When Something Needs Fixing, Try the Simplest Solutions First

Note: I actually wrote this about four months ago and never published it for some reason, hence the odd time-frame references you’ll notice.

During the decade I spent working in retail sales/management in the auto repair industry, it was often a duty of the position I held to explain the various car repairs that were necessary to get the clients’ cars back up and running again.

Anyone who’s ever spent any time diagnosing and performing auto repairs knows that it isn’t an exact science, especially when you consider today’s sophisticated technology.  Whenever the time would come in the diagnostics process where it was time to try something, I would explain it to the client this way: Whenever it’s not possible to diagnose the problem 100% accurately, you have to try something.  When this is the case, you start with the simplest solutions and progress from there.

Sometimes I need to be reminded to follow my own advice.

Since I launched this site seven days ago, I’ve gotten several hundred visits from a variety of sources; emails I’ve sent, Twitter retweets, blog comments I’ve left for other writers, etc.  I’ve already began to establish external links and my blog posts have enough keywords that they should be beginning to rank in the search engines.  Yet when I check my blog statistics, none of the traffic I’ve gotten in the last week has been from search.  NONE OF IT!!

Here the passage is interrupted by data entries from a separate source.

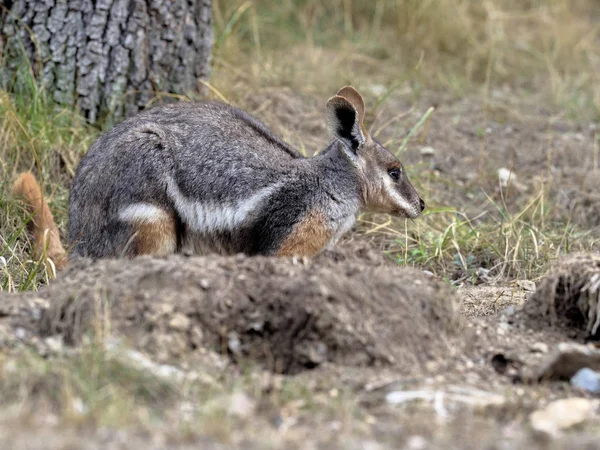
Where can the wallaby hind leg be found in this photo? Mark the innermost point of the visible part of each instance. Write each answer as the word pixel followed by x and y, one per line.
pixel 154 231
pixel 308 236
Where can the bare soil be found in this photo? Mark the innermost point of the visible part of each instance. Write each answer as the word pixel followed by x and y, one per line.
pixel 350 327
pixel 347 321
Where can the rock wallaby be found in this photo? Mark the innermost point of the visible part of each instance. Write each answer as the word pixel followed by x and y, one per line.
pixel 208 177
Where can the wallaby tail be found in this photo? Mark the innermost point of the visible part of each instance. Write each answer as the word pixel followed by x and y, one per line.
pixel 42 227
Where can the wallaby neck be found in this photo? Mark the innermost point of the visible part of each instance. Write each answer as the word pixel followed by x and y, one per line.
pixel 338 175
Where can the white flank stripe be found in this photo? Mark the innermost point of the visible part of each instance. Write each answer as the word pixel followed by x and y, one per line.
pixel 142 212
pixel 210 217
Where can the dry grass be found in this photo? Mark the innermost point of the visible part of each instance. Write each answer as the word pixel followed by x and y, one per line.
pixel 546 51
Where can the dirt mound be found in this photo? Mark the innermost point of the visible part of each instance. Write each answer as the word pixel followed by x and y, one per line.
pixel 569 297
pixel 289 314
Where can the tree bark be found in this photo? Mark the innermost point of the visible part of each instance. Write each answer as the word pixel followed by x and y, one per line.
pixel 107 56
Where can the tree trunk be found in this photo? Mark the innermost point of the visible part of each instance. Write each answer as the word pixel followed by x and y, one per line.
pixel 107 56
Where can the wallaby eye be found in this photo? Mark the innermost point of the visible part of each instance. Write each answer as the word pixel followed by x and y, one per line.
pixel 395 173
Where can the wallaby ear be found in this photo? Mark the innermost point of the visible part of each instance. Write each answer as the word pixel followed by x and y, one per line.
pixel 355 99
pixel 344 122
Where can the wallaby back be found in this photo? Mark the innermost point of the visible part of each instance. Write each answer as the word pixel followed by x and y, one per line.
pixel 207 177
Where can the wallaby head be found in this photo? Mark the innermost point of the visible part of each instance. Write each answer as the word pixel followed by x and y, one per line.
pixel 383 184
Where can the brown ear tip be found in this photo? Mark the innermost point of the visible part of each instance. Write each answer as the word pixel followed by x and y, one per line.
pixel 338 100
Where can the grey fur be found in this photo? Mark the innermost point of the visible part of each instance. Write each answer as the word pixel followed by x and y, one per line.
pixel 215 157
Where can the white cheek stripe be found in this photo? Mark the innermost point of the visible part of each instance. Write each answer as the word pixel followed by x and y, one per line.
pixel 142 212
pixel 400 201
pixel 210 217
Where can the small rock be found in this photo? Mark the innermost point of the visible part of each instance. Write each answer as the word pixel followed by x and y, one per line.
pixel 20 333
pixel 55 344
pixel 416 442
pixel 564 362
pixel 502 329
pixel 505 176
pixel 526 285
pixel 427 151
pixel 562 414
pixel 509 311
pixel 240 405
pixel 179 322
pixel 539 347
pixel 586 379
pixel 234 343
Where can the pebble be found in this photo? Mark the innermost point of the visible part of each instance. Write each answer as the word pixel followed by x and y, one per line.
pixel 586 379
pixel 427 151
pixel 562 414
pixel 179 322
pixel 240 405
pixel 505 175
pixel 539 347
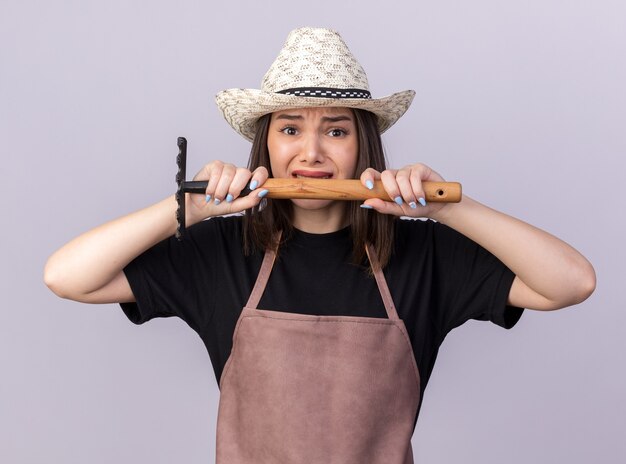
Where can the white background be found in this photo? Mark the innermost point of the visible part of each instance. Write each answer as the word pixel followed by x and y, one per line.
pixel 523 102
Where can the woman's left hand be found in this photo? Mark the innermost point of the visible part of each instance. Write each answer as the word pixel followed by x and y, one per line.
pixel 405 187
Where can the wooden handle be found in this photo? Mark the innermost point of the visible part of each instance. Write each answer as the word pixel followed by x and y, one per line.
pixel 351 189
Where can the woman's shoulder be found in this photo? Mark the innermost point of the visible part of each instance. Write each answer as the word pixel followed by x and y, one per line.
pixel 215 228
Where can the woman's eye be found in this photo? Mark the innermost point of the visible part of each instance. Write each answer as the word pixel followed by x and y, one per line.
pixel 289 131
pixel 337 132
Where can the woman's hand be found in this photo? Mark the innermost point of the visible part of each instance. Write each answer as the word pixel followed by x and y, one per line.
pixel 405 187
pixel 225 183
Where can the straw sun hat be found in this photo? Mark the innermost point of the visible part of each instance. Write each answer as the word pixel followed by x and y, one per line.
pixel 314 68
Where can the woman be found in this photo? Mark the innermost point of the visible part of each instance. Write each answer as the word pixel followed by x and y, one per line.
pixel 332 367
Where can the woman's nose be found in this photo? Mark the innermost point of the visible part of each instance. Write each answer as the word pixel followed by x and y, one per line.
pixel 312 150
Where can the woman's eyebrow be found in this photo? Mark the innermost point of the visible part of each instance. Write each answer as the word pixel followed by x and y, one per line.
pixel 336 118
pixel 290 117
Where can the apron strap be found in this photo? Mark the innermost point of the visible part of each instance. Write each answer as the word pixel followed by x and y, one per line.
pixel 262 278
pixel 268 264
pixel 383 288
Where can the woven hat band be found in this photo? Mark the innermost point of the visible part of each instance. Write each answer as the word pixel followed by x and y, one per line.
pixel 327 92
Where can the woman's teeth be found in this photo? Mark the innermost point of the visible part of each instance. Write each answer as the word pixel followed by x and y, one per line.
pixel 300 176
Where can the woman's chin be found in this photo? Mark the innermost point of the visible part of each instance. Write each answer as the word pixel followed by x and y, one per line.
pixel 313 205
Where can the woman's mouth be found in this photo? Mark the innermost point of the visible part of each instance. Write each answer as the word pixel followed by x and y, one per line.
pixel 311 174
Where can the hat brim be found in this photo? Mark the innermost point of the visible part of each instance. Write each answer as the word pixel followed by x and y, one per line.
pixel 243 107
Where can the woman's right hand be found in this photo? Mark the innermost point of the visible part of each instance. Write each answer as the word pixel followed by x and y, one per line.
pixel 225 183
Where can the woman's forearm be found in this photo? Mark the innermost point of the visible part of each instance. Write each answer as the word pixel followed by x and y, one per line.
pixel 550 273
pixel 96 258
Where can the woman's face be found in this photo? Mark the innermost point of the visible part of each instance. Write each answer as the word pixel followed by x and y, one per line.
pixel 319 143
pixel 313 142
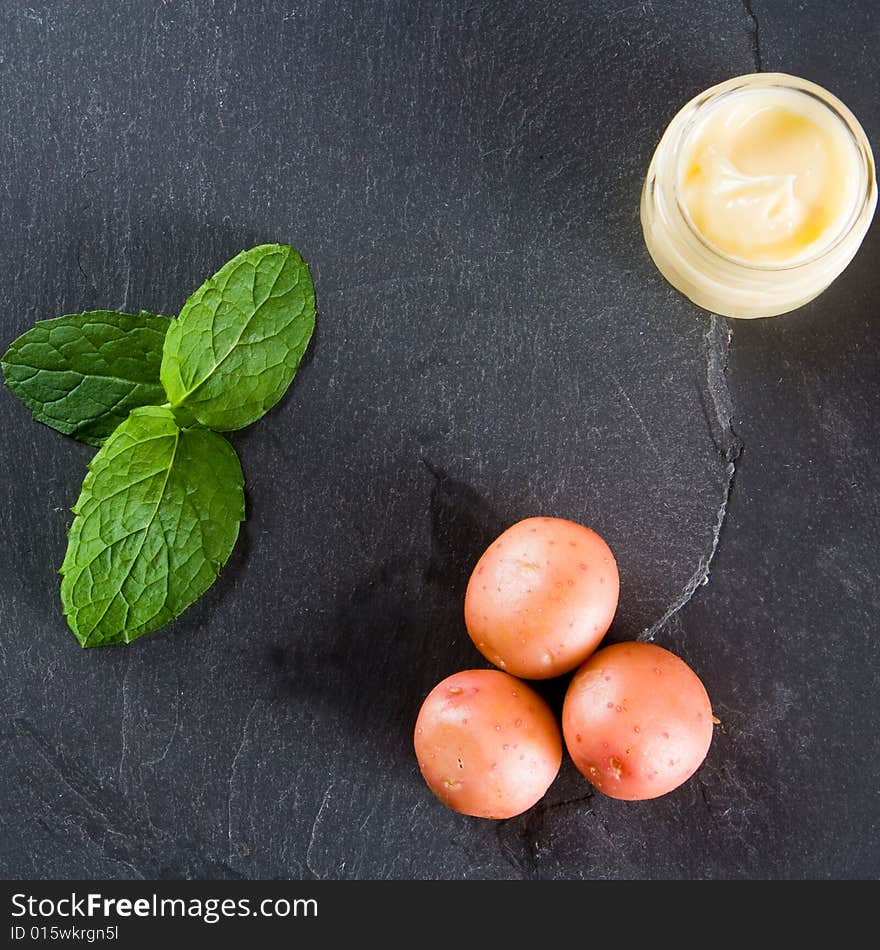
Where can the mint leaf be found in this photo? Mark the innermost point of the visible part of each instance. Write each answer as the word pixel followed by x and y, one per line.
pixel 236 346
pixel 82 373
pixel 157 517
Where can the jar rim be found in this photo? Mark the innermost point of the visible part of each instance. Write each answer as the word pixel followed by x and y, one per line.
pixel 756 81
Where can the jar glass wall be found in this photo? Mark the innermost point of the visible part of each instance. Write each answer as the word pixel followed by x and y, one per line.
pixel 730 284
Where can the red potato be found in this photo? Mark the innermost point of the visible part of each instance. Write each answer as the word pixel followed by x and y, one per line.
pixel 541 597
pixel 637 721
pixel 487 744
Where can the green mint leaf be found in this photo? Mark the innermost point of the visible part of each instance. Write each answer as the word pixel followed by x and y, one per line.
pixel 236 346
pixel 84 372
pixel 157 517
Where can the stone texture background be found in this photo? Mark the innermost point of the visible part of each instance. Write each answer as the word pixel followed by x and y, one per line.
pixel 493 342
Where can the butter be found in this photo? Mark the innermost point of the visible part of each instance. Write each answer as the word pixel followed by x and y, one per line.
pixel 769 176
pixel 758 195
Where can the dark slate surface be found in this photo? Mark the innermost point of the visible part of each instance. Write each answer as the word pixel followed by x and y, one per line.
pixel 493 342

The first thing I checked was my “Google XML Sitemap”, a useful plugin that rebuilds and resubmits my sitemap to Google anytime the content of my blog changes.  Everything seemed fine and the last update was today.  Weird.I actually first noticed this fact the other day, but I didn’t think anything of it until today when I realized it’d been a week without a single hit from ANY of the search engine sites.  So I started to do some digging.

The next thing I looked into was whether the site needed to be submitted manually.  So I went through and entered the site manually to Google and Yahoo, and I subsequently added my application ID in the appropriate box in WordPress.  Still nothing.

So I then messed around with a variety of other ideas I had as to why the site wasn’t registering in any of the search engines.  I finally resorted to the wordpress.org codex, a useful troubleshooting resource that has gotten me out of a jam or 10.  I looked around and found a few potentially helpful tidbits when I stumbled upon a post suggesting that perhaps the blog privacy settings were set to exclude search engines.

No.  It. Couldn’t. Be. That. Simple.

So I hopped back into the dashboard and clicked on the ‘privacy’ link.  I was almost hoping this wasn’t the solution because it’s the first thing I should have checked. This is what I saw:

internet marketing, grand rapids mi, web strategy development, mike july

In summary, I spent two hours screwing around to solve a problem that literally should have taken 90 seconds to locate and fix if I had used my head – and got to feel like a dumbass in the process.  Oh well – at least I got a bit of material for a blog post out of the deal.